Friday, January 27, 2017 by Zelman & Associates
Filed under: mortgage
Last week, the Wall Street Journal published an article titled “The Mortgage Market’s $1 Trillion Pocket of Worry”, which raised concerns about the expanding share of mortgages originated by non-bank lenders and originations backed by the Federal Housing Administration (FHA). While the article was not without merit, we believe it was misleading as it mingled the role of a mortgage originator and servicer while also implying undue credit risk with FHA originations.
For example, in 2016, we estimate that non-banks (excluding credit unions) accounted for 51% of total unit mortgage originations, increasing from 47% in 2015 to the highest level since at least 1990. The share of FHA mortgage originations was even higher at 80%, up from 74% in 2015 and also at the highest level over the course of our dataset. However, share gains alone should not imply risk as banks and non-banks are bound by the same origination guidelines defined by the FHA and good and bad actors can sit on either side of the fence as has been the case in the past.

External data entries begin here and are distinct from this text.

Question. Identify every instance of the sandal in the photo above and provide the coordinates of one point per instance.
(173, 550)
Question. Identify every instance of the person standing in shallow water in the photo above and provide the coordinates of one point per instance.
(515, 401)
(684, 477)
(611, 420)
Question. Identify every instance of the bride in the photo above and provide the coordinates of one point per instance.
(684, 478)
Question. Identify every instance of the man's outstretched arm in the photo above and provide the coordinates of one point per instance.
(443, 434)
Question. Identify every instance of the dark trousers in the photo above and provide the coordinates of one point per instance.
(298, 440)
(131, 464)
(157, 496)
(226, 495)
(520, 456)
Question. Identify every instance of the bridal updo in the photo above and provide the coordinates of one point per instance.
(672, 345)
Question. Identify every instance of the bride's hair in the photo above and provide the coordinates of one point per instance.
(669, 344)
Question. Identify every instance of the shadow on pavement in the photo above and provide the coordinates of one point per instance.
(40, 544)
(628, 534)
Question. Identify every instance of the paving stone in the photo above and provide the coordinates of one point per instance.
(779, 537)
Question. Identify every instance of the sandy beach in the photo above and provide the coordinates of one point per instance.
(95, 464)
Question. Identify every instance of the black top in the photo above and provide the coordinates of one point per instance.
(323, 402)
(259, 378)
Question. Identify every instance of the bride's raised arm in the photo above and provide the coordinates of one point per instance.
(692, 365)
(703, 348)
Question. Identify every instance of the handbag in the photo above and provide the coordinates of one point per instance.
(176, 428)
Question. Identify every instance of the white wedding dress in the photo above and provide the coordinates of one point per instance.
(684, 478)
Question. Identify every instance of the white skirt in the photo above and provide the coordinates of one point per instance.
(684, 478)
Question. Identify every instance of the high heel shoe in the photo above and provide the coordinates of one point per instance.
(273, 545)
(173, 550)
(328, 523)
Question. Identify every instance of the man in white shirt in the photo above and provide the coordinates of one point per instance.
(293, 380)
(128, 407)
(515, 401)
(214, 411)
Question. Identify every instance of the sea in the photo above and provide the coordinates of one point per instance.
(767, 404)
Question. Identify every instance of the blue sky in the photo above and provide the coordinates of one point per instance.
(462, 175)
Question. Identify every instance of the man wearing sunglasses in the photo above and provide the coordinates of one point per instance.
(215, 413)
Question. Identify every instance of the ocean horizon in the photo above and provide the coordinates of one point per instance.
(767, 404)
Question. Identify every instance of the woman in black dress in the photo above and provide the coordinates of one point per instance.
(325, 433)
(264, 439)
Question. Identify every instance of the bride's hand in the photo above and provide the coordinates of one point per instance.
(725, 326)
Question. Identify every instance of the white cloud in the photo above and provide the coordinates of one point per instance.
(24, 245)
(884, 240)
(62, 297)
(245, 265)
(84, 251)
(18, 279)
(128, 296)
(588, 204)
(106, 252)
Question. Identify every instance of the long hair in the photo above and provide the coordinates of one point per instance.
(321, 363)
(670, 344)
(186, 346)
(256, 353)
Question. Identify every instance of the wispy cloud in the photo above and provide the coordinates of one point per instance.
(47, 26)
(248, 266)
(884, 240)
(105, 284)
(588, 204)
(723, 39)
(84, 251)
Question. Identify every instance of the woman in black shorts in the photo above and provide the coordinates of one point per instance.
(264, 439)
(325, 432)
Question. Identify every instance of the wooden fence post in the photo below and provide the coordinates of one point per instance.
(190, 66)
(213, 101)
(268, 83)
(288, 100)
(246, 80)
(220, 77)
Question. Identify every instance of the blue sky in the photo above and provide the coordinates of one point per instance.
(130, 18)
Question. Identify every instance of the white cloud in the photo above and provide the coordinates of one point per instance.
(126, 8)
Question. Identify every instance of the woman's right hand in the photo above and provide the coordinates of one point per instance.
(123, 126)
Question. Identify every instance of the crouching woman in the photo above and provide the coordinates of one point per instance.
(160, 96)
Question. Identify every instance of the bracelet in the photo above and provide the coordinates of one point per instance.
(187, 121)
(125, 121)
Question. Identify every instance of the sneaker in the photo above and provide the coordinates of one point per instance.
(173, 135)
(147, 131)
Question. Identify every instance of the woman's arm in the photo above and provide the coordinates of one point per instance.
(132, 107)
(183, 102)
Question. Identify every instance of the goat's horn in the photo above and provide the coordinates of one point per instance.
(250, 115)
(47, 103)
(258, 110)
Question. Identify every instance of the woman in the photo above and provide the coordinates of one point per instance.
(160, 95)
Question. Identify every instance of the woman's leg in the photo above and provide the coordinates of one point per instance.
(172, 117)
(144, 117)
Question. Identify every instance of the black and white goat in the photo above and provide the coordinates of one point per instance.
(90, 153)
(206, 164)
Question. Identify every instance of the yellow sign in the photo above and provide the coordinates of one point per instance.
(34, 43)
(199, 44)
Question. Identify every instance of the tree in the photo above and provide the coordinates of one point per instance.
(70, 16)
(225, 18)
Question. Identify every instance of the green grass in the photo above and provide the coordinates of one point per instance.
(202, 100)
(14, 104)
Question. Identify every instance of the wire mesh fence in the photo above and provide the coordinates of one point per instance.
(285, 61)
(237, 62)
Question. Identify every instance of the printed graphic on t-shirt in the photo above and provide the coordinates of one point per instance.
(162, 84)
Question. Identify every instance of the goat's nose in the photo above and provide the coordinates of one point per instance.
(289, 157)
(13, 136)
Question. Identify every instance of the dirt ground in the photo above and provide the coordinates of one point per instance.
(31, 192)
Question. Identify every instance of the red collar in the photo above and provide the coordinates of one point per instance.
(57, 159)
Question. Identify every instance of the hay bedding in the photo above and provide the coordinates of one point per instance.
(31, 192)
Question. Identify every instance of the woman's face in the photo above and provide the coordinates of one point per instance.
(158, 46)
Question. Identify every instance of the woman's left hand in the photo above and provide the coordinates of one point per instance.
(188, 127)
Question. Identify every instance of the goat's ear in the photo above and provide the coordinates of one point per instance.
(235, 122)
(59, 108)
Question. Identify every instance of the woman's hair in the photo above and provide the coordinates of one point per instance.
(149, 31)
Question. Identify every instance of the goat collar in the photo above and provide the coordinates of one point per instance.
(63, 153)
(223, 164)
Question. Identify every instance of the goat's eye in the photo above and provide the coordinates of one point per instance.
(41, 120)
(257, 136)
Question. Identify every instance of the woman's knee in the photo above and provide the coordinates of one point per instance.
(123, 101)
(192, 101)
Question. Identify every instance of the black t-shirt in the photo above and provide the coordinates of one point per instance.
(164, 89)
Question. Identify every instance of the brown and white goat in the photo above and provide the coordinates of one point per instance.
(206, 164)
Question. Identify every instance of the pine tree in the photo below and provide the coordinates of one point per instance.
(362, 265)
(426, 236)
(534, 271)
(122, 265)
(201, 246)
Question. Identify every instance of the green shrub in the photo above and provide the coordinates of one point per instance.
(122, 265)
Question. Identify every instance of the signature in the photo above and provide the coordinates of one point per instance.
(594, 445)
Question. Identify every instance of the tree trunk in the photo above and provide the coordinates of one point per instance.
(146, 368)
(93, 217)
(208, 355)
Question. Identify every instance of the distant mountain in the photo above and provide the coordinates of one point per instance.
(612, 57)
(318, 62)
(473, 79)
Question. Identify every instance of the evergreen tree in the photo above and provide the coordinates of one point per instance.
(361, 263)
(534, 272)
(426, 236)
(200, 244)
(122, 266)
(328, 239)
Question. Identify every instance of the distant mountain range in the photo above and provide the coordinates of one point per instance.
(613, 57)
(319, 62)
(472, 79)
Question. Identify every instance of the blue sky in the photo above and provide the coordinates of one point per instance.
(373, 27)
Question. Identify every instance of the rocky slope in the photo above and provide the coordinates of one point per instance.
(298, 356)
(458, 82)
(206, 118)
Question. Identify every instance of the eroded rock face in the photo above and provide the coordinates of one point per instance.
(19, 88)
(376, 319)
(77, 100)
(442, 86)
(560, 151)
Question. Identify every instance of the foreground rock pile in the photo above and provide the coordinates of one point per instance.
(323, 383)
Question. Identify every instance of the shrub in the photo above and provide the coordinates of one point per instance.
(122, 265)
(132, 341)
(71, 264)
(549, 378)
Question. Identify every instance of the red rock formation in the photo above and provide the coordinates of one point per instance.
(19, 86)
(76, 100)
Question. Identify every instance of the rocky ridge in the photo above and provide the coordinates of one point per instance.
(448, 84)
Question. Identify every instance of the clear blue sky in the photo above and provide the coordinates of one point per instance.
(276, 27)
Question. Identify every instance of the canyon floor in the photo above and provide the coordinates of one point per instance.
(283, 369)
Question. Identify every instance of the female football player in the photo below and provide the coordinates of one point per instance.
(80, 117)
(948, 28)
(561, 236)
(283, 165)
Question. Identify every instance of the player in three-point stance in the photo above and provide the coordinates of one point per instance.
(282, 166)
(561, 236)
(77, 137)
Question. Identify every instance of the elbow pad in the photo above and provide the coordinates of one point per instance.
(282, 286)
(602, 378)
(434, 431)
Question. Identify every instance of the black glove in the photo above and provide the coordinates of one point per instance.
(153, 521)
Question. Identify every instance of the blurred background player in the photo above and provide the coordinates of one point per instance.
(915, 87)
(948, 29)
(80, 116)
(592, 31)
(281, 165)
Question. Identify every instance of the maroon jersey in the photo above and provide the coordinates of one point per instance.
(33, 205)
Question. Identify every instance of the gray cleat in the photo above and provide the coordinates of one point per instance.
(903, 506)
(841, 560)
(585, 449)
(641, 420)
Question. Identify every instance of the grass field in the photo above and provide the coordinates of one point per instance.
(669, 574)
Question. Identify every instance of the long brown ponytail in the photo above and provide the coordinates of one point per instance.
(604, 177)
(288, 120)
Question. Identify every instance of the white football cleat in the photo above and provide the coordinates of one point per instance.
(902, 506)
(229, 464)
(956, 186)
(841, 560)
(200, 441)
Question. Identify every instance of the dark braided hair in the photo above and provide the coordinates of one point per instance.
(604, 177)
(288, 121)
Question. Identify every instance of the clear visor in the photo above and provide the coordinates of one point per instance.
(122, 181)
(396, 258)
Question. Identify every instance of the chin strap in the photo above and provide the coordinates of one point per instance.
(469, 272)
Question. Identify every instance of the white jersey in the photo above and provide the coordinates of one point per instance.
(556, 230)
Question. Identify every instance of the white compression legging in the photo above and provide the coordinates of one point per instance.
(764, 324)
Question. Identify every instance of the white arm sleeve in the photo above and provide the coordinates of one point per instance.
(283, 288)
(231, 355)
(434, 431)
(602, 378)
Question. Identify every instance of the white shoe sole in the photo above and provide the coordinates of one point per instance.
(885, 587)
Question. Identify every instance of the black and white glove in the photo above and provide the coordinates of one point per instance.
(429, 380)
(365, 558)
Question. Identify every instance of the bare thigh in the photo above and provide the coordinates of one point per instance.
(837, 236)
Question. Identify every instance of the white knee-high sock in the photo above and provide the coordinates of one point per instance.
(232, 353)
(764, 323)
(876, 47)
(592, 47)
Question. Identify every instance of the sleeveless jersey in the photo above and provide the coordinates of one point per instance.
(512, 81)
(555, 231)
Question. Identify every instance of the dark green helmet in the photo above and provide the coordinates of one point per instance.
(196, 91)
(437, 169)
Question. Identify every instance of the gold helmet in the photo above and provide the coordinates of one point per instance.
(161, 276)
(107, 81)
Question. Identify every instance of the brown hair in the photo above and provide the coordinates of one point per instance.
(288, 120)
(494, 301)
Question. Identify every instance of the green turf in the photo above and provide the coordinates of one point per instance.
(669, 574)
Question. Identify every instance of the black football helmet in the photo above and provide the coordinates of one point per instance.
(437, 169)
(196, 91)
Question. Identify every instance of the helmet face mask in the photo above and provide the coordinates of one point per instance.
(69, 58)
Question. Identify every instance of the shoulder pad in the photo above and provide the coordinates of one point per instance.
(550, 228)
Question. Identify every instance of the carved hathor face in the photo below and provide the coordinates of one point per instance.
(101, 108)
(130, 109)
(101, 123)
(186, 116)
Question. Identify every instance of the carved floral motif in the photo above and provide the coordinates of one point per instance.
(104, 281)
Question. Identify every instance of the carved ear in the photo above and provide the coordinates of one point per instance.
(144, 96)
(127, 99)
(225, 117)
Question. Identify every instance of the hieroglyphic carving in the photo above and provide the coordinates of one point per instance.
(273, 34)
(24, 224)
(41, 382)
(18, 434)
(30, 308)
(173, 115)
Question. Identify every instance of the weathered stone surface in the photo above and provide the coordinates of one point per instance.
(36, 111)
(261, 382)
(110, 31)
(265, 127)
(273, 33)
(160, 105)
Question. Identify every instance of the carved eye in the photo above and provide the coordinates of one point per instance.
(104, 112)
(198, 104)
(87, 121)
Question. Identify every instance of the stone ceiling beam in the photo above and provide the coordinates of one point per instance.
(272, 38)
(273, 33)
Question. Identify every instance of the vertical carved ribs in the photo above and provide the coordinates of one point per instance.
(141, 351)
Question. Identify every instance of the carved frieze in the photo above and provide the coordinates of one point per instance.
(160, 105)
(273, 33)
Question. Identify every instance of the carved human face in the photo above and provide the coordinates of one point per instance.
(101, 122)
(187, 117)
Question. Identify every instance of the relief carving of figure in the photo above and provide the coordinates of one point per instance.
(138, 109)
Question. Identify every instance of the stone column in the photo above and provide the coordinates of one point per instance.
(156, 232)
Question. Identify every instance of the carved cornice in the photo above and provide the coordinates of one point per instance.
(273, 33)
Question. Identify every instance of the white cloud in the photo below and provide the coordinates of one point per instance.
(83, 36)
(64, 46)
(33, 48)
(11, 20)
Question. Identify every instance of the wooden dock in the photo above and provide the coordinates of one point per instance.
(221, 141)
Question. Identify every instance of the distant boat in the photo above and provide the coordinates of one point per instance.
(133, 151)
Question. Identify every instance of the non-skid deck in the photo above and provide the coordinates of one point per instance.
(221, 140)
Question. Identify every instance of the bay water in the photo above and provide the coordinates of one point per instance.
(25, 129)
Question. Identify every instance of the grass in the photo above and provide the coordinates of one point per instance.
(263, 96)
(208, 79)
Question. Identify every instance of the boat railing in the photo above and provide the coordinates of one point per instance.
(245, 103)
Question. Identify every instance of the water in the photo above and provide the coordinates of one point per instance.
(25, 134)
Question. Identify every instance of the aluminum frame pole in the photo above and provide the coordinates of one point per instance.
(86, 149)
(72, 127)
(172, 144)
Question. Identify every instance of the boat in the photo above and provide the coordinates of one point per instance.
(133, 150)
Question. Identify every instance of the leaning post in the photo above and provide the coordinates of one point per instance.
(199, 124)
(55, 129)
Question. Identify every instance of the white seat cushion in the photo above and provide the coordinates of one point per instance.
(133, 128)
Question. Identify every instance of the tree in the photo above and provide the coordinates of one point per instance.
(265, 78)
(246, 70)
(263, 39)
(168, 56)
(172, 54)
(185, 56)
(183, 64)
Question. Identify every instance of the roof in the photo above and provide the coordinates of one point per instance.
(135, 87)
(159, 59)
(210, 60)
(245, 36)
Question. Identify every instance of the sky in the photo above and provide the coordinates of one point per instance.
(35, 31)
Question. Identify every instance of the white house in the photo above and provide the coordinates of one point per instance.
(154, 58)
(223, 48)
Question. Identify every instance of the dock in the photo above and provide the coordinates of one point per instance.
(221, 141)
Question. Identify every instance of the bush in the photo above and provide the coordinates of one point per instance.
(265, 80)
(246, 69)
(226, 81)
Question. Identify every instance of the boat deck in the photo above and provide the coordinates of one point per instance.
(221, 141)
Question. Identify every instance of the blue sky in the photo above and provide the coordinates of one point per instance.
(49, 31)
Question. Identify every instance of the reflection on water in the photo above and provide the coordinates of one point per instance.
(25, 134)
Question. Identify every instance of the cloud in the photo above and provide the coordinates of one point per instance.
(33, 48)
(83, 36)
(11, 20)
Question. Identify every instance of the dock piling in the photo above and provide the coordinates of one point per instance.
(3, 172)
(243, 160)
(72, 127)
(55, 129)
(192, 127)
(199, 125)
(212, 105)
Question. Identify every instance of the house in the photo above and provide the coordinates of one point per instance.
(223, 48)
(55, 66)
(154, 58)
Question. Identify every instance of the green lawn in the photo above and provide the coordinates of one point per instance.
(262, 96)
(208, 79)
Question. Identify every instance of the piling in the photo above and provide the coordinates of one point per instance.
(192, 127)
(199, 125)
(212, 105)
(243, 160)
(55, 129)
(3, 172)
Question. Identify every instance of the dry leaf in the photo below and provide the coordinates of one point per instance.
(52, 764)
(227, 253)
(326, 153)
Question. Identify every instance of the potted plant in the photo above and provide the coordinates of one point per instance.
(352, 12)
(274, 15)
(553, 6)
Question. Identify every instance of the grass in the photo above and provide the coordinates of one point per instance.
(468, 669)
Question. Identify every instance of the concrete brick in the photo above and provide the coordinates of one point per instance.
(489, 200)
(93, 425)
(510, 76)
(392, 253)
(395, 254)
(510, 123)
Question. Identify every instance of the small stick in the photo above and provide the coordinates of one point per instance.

Separately, mortgage servicing risk does differ between banks and non-banks given that capital requirements are more strenuous for banks and liquidity for non-banks could be more problematic in the event of significant defaults as the servicer is still required to advance principal and interest payments to Ginnie Mae investors until the foreclosure is completed and the servicer is then reimbursed. As an aside, funding for many non-banks is provided by banks via their warehouse lending arms, so the two sides of the market are linked regardless, but any funding risk would still likely impact credit availability to consumers.
Looking separately at servicing rights, we estimate that non-banks service approximately 50% of outstanding FHA mortgages, lower than the origination share but still significant. As such, we believe that it is important to assess and implement appropriate capital measures for non-bank servicers and are encouraged that the government is not overlooking the issue, requiring HUD’s Office of Inspector General to complete an audit of non-bank Ginnie Mae servicers this year.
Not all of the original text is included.